Good Luck is a generative visual artwork developed from a seven-month search for housing in Berlin, during which I relied on temporary stays with friends. While grounded in personal experience, the work uses this situation as a point of entry into an increasingly shared condition shaped by platform-mediated housing systems.
Drawing from user-generated flatshare listings and rejection messages, the work reconfigures fragments of these encounters into visual structures that continuously accumulate and deteriorate. It adopts a generative and pixelated visual language not simply to reference the digital sphere, but to mirror the way housing platforms abstract individuals into compressed metrics.

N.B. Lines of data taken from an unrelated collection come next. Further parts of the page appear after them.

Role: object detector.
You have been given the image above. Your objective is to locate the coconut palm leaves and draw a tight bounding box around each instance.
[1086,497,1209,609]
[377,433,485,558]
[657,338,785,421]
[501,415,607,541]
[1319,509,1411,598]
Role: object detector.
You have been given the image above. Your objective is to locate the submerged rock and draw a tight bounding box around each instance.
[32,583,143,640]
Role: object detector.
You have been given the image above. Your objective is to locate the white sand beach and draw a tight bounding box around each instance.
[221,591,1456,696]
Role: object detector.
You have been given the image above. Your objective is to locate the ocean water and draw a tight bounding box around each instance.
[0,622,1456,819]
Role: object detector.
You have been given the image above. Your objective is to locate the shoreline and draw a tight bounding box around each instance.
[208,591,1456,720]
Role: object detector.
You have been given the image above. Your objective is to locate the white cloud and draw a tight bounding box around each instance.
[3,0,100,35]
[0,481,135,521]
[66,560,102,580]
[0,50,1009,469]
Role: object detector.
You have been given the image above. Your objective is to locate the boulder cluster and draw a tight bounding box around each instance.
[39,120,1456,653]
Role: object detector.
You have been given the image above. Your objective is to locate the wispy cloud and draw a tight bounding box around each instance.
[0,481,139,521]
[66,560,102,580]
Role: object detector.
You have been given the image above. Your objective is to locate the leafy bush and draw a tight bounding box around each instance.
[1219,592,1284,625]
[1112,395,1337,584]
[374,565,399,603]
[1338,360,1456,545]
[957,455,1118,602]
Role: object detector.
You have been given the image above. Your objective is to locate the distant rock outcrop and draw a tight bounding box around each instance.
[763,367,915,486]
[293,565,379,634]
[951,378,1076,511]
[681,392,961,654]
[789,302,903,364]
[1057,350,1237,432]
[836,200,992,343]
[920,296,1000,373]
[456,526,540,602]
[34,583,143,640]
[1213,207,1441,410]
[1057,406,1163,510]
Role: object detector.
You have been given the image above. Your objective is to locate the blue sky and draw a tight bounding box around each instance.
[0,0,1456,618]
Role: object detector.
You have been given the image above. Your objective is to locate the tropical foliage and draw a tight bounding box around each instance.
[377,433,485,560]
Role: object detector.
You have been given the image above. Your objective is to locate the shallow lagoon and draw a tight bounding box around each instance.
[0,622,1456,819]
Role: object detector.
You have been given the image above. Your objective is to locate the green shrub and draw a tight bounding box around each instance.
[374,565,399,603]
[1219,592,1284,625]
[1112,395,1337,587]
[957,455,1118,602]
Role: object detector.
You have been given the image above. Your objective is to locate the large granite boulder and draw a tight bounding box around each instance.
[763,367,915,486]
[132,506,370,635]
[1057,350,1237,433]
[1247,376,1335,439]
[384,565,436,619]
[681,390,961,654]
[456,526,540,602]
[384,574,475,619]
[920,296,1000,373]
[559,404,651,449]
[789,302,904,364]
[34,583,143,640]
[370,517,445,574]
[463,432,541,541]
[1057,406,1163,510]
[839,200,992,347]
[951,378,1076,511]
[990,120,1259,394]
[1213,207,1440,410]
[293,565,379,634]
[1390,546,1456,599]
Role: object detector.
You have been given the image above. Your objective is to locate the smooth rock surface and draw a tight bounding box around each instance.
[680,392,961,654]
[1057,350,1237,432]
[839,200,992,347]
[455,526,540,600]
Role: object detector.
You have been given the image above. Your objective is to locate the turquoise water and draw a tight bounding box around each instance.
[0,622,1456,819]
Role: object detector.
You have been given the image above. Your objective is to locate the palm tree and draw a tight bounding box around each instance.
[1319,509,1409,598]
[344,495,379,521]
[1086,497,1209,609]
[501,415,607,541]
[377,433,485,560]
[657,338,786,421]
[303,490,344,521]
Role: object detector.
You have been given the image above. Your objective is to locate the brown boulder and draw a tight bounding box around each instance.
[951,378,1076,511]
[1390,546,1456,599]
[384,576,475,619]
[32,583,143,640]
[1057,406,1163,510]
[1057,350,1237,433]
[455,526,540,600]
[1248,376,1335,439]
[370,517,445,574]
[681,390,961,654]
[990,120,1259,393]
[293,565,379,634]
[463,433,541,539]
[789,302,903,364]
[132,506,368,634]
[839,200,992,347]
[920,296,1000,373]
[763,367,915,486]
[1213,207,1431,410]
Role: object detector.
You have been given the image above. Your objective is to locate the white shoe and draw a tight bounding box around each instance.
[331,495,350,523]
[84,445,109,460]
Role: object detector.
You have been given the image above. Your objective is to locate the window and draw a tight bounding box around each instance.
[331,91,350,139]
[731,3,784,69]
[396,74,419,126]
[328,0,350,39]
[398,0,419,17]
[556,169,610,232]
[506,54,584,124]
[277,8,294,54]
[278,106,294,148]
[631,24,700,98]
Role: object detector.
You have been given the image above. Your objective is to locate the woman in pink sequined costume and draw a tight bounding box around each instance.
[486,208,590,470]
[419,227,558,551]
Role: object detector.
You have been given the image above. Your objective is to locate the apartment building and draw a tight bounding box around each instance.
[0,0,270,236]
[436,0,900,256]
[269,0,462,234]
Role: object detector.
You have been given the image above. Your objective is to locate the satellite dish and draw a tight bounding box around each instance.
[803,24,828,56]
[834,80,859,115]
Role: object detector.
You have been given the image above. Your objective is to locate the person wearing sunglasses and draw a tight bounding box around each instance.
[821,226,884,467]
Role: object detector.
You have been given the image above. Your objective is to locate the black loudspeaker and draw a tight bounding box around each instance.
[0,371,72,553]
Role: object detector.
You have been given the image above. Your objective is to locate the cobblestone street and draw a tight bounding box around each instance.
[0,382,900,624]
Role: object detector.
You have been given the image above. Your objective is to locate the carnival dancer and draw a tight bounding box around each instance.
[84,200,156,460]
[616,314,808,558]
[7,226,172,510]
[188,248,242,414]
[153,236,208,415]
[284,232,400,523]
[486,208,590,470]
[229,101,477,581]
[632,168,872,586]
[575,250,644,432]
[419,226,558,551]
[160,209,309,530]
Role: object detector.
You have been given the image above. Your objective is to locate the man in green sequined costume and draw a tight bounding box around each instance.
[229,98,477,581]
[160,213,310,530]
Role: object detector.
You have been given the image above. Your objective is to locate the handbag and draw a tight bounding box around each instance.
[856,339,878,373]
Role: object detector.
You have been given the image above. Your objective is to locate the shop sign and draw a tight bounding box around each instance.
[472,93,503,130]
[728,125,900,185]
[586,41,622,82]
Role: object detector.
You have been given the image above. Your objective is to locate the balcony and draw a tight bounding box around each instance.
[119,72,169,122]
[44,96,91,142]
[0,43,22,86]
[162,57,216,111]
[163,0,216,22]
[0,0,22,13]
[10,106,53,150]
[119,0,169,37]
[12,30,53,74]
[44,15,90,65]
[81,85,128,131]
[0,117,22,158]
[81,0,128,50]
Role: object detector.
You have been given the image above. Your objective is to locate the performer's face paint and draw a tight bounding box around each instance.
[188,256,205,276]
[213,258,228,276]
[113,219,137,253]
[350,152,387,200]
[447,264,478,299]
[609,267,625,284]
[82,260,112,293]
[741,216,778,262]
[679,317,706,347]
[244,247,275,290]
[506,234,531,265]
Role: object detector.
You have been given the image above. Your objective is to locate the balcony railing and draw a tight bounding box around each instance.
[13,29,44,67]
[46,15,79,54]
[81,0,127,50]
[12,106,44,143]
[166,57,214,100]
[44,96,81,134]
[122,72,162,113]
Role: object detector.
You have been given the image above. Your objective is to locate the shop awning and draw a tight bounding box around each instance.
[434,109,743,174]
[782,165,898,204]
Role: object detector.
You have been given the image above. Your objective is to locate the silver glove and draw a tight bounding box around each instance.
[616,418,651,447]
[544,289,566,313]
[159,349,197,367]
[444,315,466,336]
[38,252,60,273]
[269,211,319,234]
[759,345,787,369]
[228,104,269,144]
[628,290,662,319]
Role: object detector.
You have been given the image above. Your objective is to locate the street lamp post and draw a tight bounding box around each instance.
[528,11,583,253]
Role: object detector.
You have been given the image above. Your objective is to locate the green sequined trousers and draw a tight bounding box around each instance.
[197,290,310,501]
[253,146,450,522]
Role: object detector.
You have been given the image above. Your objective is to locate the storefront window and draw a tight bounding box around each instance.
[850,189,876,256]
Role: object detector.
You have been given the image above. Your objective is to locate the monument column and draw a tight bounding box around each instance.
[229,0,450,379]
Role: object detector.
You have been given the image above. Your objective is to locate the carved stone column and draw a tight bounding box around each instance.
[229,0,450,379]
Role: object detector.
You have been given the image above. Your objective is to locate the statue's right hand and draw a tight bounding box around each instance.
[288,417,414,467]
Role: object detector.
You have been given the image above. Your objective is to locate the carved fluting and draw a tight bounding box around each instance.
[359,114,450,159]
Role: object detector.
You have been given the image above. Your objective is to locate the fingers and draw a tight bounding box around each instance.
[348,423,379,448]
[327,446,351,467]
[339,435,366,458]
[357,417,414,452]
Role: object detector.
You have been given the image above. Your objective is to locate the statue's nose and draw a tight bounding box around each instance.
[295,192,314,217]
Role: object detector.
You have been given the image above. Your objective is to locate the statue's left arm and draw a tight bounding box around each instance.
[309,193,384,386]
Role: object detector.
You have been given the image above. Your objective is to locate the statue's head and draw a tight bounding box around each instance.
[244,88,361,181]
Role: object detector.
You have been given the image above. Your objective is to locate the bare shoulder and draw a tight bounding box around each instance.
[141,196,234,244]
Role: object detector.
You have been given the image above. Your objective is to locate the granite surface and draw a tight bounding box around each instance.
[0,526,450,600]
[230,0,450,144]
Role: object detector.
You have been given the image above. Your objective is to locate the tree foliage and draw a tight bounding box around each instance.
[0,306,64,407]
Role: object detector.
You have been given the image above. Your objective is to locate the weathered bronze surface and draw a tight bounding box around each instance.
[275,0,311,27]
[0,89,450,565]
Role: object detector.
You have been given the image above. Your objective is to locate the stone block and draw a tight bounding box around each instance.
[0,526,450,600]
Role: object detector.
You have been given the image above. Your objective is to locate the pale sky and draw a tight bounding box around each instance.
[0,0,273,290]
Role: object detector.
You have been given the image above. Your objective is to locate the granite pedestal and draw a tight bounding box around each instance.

The video opens with pixelated mosaic elements assembling into an online flatshare listing. Filters such as location, room type, size, and rent structure the interface. Listings repeatedly assemble on screen before being abruptly interrupted by red flashes signalling rejection. New listing layer over the previous ones, stacking and partially overwriting text and image fragments. As the sequence continues, progression is continually deferred, mirroring the escalation of anxiety and exhaustion produced by ongoing refusal.
Over time, fragments from separate listings begin to align, briefly forming the outline of a ‘home’ composed of disparate sources, before collapsing into isolated terms and recurring numbers. In the final moments, the phrase “Good luck” repeats until it collapses into noise.
By translating bureaucratic refusal into visual fragmentation, Good Luck examines how online housing systems normalise exhaustion through repetition and largely invisible digital labour. Rather than offering resolution, it raises questions about how anonymity, interface-mediated distance, and algorithmic sorting reshape agency and belonging within contemporary housing searches.